Indexing multiple languages with acts_as_ferret

I have an applicaiton where I’m indexing content in a number of
languages, all encoded in UTF8. I would think that having my locale
set to en_US.utf8 would be sufficient to make this work in
ferret/acts_as_ferret, but I keep running into problems, even with
english text.

What have others done to cope with these encoding difficulties?

-ryan

I have an applicaiton where I’m indexing content in a number of
languages, all encoded in UTF8. I would think that having my locale
set to en_US.utf8 would be sufficient to make this work in
ferret/acts_as_ferret, but I keep running into problems, even with
english text.

What have others done to cope with these encoding difficulties?

hi…

i’m using ferret (not acts_as_ferret, but this shouldn’t matter) to
index
content in german, english, polish, japanese, chinese, french … all in
UTF8 and i don’t had any problem with it yet :slight_smile: (using ferret 0.9.4 and
0.9.5)

Ben

On 8/22/06, Ryan K. [email protected] wrote:

I have an applicaiton where I’m indexing content in a number of
languages, all encoded in UTF8. I would think that having my locale
set to en_US.utf8 would be sufficient to make this work in
ferret/acts_as_ferret, but I keep running into problems, even with
english text.

What have others done to cope with these encoding difficulties?

-ryan

Hi Ryan,

Usually these problems stem from adding data that you think is UTF-8
but is actually ISO-8859-1. The best solution is to make sure all data
added to Ferret really is UTF-8. This may require some data
conversion. See the Iconv class in the standard library.

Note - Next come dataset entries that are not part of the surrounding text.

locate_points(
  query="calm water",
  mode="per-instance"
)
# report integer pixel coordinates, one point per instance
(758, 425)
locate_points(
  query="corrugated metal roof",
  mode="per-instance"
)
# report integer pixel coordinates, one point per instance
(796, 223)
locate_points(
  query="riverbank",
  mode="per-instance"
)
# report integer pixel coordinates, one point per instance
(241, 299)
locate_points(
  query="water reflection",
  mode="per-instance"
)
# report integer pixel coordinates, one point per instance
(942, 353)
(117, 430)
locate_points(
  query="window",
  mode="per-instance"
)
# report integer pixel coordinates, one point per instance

Ferret 0.10.0 is a little more lenient on encoding errors, ie it
handles them silently. It is up to you to make sure it gets the
correct encoding. If you pass in ISO-8859-1 when the locale is set to
handle UTF-8, all non-ascii characters will be treated as letters
which is often (but not always) what you want.

Cheers,
Dave

On 9/18/06, Frank [email protected] wrote:

Hi,Ben
Have u modified any code of ferret? I have also used ferret to index
CJK(Chinese,Korea,Japanese) languages,all of which are encoded in
utf-8,but i can not get them searched correctly

Frank

Hi Frank,

Someone else had this problem earlier. I think the Chinese charecters
were being escaped by the browser. Are you running your searches
through a browser? If so, you may need to call CGI.unescape on the
query string. At any rate, the first thing I would check is the actual
query string that you are passing to Ferret. Make sure it looks like
you would expect it to and it really is UTF-8, not some other chinese
character encoding.

cheers,
Dave

hi…

i’m using ferret (not acts_as_ferret, but this shouldn’t matter) to
index
content in german, english, polish, japanese, chinese, french … all in
UTF8 and i don’t had any problem with it yet :slight_smile: (using ferret 0.9.4 and
0.9.5)

Ben

Hi,Ben
Have u modified any code of ferret? I have also used ferret to index
CJK(Chinese,Korea,Japanese) languages,all of which are encoded in
utf-8,but i can not get them searched correctly

Frank